Mais l’examen des cas d’interférences indues et de détournement de sens ne s’arrête pas là. Le paragraphe suivant avalise en effet l’idée reçue que les changements constitutionnels survenus à la suite des « rébellions » résultent de l’initiative du gouvernement impérial, alors qu’une analyse sérieuse des productions de l’Association constitutionnelle de Montréal (CAM) montre, de façon indubitable, qu’à l’exception de la suspension des droits électoraux des « Canadiens », ces changements ont été dictés au Parlement impérial par ce lobby tout-puissant aux mains des radicaux tory après le « schisme » de mai 1836 sur lequel peu d’historiens se sont attardés.
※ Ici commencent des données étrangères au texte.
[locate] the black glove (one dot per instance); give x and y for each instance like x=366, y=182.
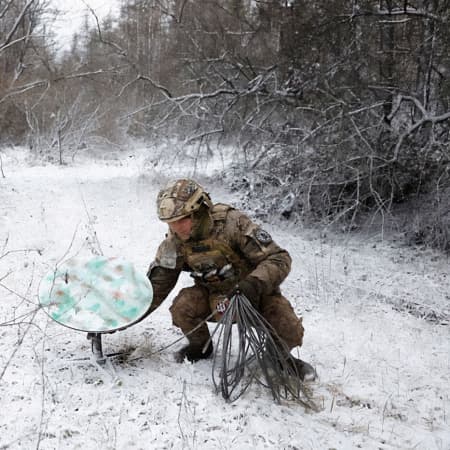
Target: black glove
x=251, y=288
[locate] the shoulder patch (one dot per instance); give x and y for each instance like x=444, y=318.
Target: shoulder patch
x=262, y=236
x=219, y=211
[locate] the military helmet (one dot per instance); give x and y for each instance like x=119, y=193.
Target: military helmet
x=181, y=198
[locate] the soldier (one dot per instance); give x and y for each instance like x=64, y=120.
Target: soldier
x=225, y=252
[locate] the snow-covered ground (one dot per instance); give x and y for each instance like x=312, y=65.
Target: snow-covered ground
x=384, y=372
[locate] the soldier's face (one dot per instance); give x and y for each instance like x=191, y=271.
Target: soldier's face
x=182, y=228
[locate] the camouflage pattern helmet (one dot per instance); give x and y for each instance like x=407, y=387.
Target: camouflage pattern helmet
x=180, y=198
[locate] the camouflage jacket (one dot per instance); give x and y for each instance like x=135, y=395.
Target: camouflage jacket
x=232, y=248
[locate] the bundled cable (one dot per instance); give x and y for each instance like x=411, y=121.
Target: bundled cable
x=259, y=357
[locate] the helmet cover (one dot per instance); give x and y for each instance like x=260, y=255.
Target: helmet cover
x=180, y=198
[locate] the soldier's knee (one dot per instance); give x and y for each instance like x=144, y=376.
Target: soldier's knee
x=288, y=327
x=190, y=303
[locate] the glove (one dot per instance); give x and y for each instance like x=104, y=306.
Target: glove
x=251, y=288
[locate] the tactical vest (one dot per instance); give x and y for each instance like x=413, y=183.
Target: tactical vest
x=212, y=261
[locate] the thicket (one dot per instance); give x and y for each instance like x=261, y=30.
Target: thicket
x=339, y=107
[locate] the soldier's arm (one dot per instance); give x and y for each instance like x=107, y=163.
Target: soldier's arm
x=163, y=272
x=272, y=263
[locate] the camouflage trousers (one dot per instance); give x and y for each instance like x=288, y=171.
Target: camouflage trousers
x=194, y=304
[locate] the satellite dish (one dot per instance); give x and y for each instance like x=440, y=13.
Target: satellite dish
x=97, y=295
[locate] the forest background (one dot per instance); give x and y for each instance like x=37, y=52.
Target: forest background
x=338, y=111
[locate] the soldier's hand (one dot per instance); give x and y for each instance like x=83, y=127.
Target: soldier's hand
x=251, y=288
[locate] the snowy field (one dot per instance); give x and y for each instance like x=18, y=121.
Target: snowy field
x=384, y=369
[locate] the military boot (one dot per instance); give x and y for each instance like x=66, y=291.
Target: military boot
x=193, y=352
D’autre part, les rédacteurs de cette esquisse censément « historique » passent allègrement sur le fait que la « fusion » du Haut et du Bas-Canada n’a requis ni « l’appui de la population », ni l’approbation du Parlement provincial du Bas-Canada mis en sommeil pendant trente ans (1837-1867). En fait de « progrès vers la démocratie véritable », on a vu mieux. Finalement, faut-il n’attribuer qu’à la méconnaissance du programme des réformateurs du Haut et du Bas-Canada dans les années 1830 l’opinion préconçue selon laquelle le « gouvernement responsable », telle Athéna de la tête de Zeus, sort tout casqué de celle de Durham ? Il convient peut-être mieux de parler d’un cas flagrant d’autocensure. Une mise en contexte éclairante oblige à souligner que les notions de responsabilité ministérielle et d’imputabilité devant l’électorat, telles qu’on les conçoit aujourd’hui, sont incompatibles non seulement avec la tutelle coloniale, mais avec l’évolution du parlementarisme anglais marqué, dans les années 1830, par le déclin irréversible des « prérogatives de la Couronne » reléguées, désormais, à une fonction purement protocolaire, voire décorative. C’est pourtant avec l’énergie du désespoir que les tories, à Montréal, s’y sont accrochés jusqu’à la fin des années 1840 comme à une peau de chagrin. Force est de le reconnaître : dans cette brochure, les repères historiques avec lesquels on demande aux nouveaux arrivants de se familiariser sont présentés de manière éminemment tendancieuse qui escamote des notions essentielles et interdit toute compréhension adéquate de ce qui s’est effectivement passé.